Suppression of chemokines in HLXL-treated arthritic rats. Lymph node cells (LNC) harvested at the peak phase of the disease (d 18) from arthritic rats fed with HLXL or the vehicle (water) were cultured in vitro for 24 h in the presence or absence of sonicated Mtb. Thereafter, the culture supernatants were harvested and tested for chemokines: RANTES (a), MCP-1 (b), MIP-1α (c), and GRO/KC (d). The results were expressed as Δpg/mL. Representative results of one of two independent experiments are shown (***P < 0.005) (Mtb = heat-killed M. tuberculosis H37Ra).

Figure 2

The effect of HLXL on MMP activity in arthritic rats. Spleen adherent cells (SACs) harvested from rats fed with HLXL or the vehicle (water) were stimulated for 24 h with sonicated Mtb. The supernatants obtained from these cultured cells were analyzed for MMP-9 (a) and MMP-2 (b) activity using a zymogram assay. The results are representative of two independent experiments (Mtb = heat-killed M. tuberculosis H37Ra).

Figure 3

Inhibition of proinflammatory cytokines in HLXL-treated arthritic rats. Lymph node cells (LNCs) harvested on d 18 (peak phase of arthritis) from HLXL-fed or water-fed rats were cultured for 24 h with or without sonicated Mtb. The culture supernatants were tested for IL-6 (a) and IL-17 (b) using a multiplex assay.
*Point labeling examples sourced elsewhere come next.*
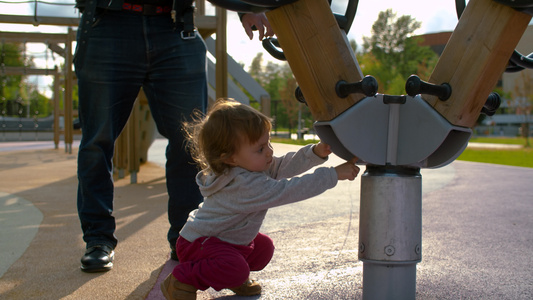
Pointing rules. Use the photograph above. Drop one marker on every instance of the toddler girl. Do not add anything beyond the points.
(240, 180)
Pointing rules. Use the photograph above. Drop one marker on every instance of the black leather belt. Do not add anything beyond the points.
(147, 9)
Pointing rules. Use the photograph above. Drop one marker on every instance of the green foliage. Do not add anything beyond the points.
(391, 54)
(277, 79)
(16, 93)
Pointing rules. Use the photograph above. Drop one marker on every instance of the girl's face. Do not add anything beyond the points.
(255, 157)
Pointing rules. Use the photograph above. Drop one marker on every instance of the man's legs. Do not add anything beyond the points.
(176, 85)
(109, 78)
The results were expressed as Δpg/mL. The results are representative of two independent experiments. (Mtb = heat-killed M. tuberculosis H37Ra).

Figure 4

A schematic representation of the diverse mechanisms involved in HLXL-induced suppression of AA. HLXL attenuated arthritis via suppressing the disease-regulating chemokines (regulated upon activation, normal T cell expressed and secreted: RANTES; monocyte chemotactic protein-1: MCP-1; macrophage inflammatory protein-1α: MIP-1α; growth regulated oncogene-keratinocyte chemoattractant: GRO/KC), matrix metalloproteinases (MMP-2 and MMP-9), and cytokines (IL-6 and IL-17). (S; spleen, L; lymph node, IJ; inflamed joint, Mtb; heat-killed Mycobacterium tuberculosis H37Ra).